Recall that in the pseudo-C dumping code from PCDump-bn our LinearViewObject
was configured to exclude addresses in the disassembly settings. Therefore, to map Semgrep results to specific addresses we iterate through each function and capture the function’s start addresses and its pseudo-C representation, storing these as paired tuples. Upon completing the Semgrep analysis, the script uses this data to find the addresses within the binary. This enables direct click-through from Semgrep results to addresses in the disassembly view.

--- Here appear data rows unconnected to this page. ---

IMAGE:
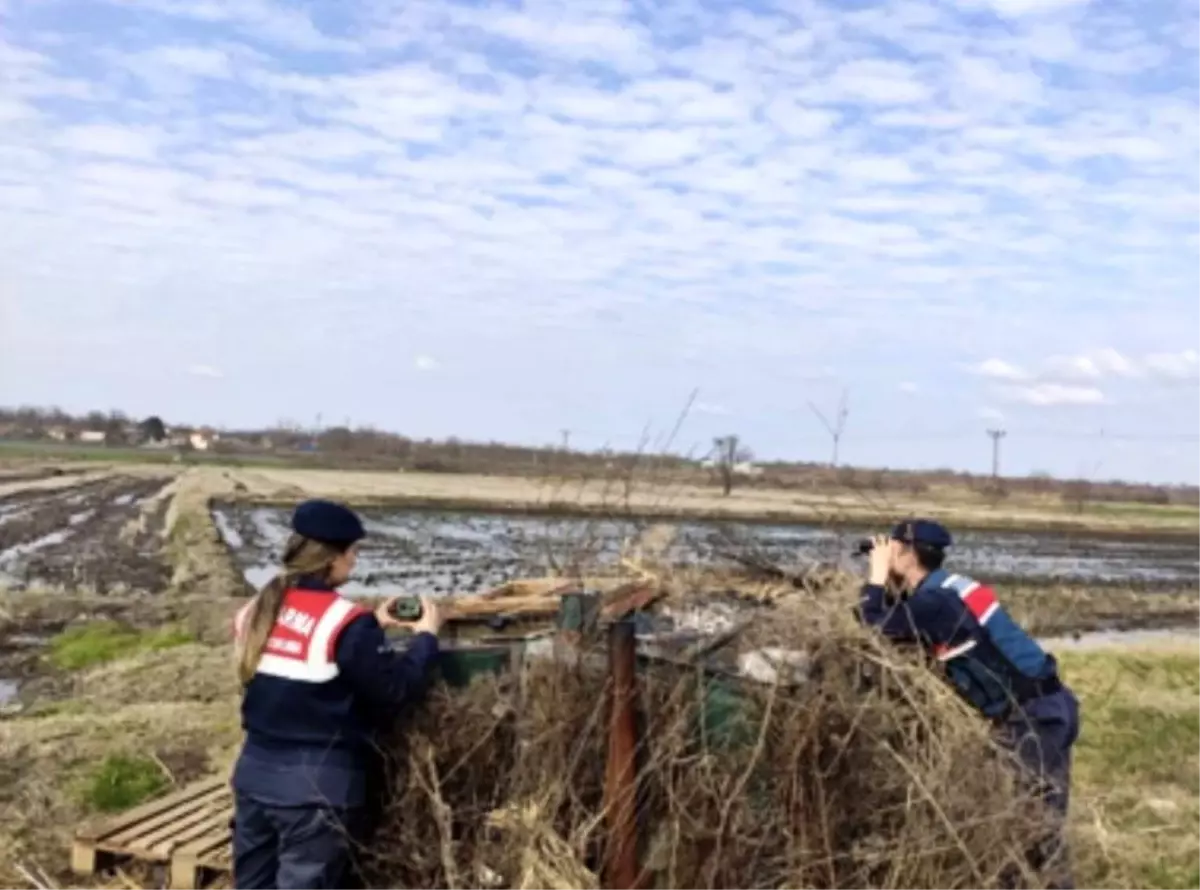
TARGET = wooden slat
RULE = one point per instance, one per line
(109, 825)
(195, 825)
(193, 821)
(133, 835)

Having access to Semgrep results within Binary Ninja enables quick and simple vulnerability analysis, particularly with queries written to detect complex vulnerabilities like use-after-free and double-free. These vulnerabilities can be hard to spot for an inexperienced researcher, as they are generally not identifiable by a single line of code but rather require semantic analysis across the binary. Semgrep excels in this regard, and with semgrep_bn
, analysts can quickly be directed to these potential security issues.
Conclusion
Overall, semgrep_bn
delivered the functionality that I had sought to support my vulnerability research journey. The plugin enables quick and seamless use of Semgrep analyses within Binary Ninja, making the ramp up on performing vulnerability research a lot easier. Furthermore, using several techniques to generate improved pseudo-C decompilation opens the door to leveraging other source-code analysis tools. This was an unexpected outcome for me, but definitely something that could be utilised for other vulnerability research activities in the future.
semgrep_bn
has proven to be a useful tool in my vulnerability research learning, and I hope it can be of use to others as well. Once again, the code for the plugin has been open-sourced and is available here.